Re: Logical replication prefetch - Mailing list pgsql-hackers

From Konstantin Knizhnik
Subject Re: Logical replication prefetch
Date
Msg-id c41bd9ea-2812-40cf-be6b-4691795f09b9@garret.ru
Whole thread Raw
In response to Re: Logical replication prefetch  (Amit Kapila <amit.kapila16@gmail.com>)
List pgsql-hackers
On 15/07/2025 2:31 PM, Amit Kapila wrote:
> If you are interested, I would like to know your opinion on a somewhat
> related topic, which has triggered my interest in your patch. We are
> working on an update_delete conflict detection patch. The exact
> problem was explained in the initial email [1]. The basic idea to
> resolve the problem is that on the subscriber, we maintain a slot that
> will help in retaining dead tuples for a certain period of time till
> the concurrent transactions have been applied to the subscriber.

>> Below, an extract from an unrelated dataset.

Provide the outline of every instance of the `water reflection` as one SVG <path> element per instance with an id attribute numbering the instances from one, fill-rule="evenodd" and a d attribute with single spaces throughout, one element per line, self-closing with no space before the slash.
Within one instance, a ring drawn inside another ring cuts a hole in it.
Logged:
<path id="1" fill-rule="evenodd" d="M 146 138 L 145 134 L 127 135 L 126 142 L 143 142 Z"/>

You
> can read the commit message of the first patch in email [2]. Now, the
> problem we are facing is that because of replication LAG in a scenario
> similar to what we are discussing here, such that when there are many
> clients on the publisher and a single apply worker on the subscriber,
> the slot takes more time to get advanced. This will lead to retention
> of dead tuples, which further slows down apply worker especially for
> update workloads. Apart from apply, the other transactions running on
> the system (say pgbench kind of workload on the subscriber) also
> became slower because of the retention of dead tuples.
>
> Now, for the workloads where the LAG is not there, like when one
> splits the workload with options mentioned above (split workload among
> pub-sub in some way) or the workload doesn't consist of a large number
> of clients operating on the publisher and subscriber at the same time,
> etc. we don't observe any major slowdown on the subscriber.
>
> We would like to solicit your opinion as you seem to have some
> experience with LR users, whether one can use this feature in cases
> where required by enabling it at the subscription level. They will
> have the facility to disable it if they face any performance
> regression or additional bloat. Now, after having that feature, we can
> work on additional features such as prefetch or parallel apply that
> will reduce the chances of LAG, making the feature more broadly used.
> Does that sound reasonable to you? Feel free to ignore giving your
> opinion if you are not interested in that work.
>
> [1] -
https://www.postgresql.org/message-id/OS0PR01MB5716BE80DAEB0EE2A6A5D1F5949D2%40OS0PR01MB5716.jpnprd01.prod.outlook.com
> [2] -
https://www.postgresql.org/message-id/OS0PR01MB5716ECC539008C85E7AB65C5944FA%40OS0PR01MB5716.jpnprd01.prod.outlook.com
>

I am very sorry for delay with answer - it was very busy week.
I hope that I understand the problem and proposed approach to solve it 
(it actually seems to be quite straightforward and similar with 
`hot_standby_feedback`). And definitely suffering from the same problem: 
blown database because of lagged slots.
But it really hard to propose some other solution (rather than backward 
scan of WAL, but it seems to be completely unacceptable).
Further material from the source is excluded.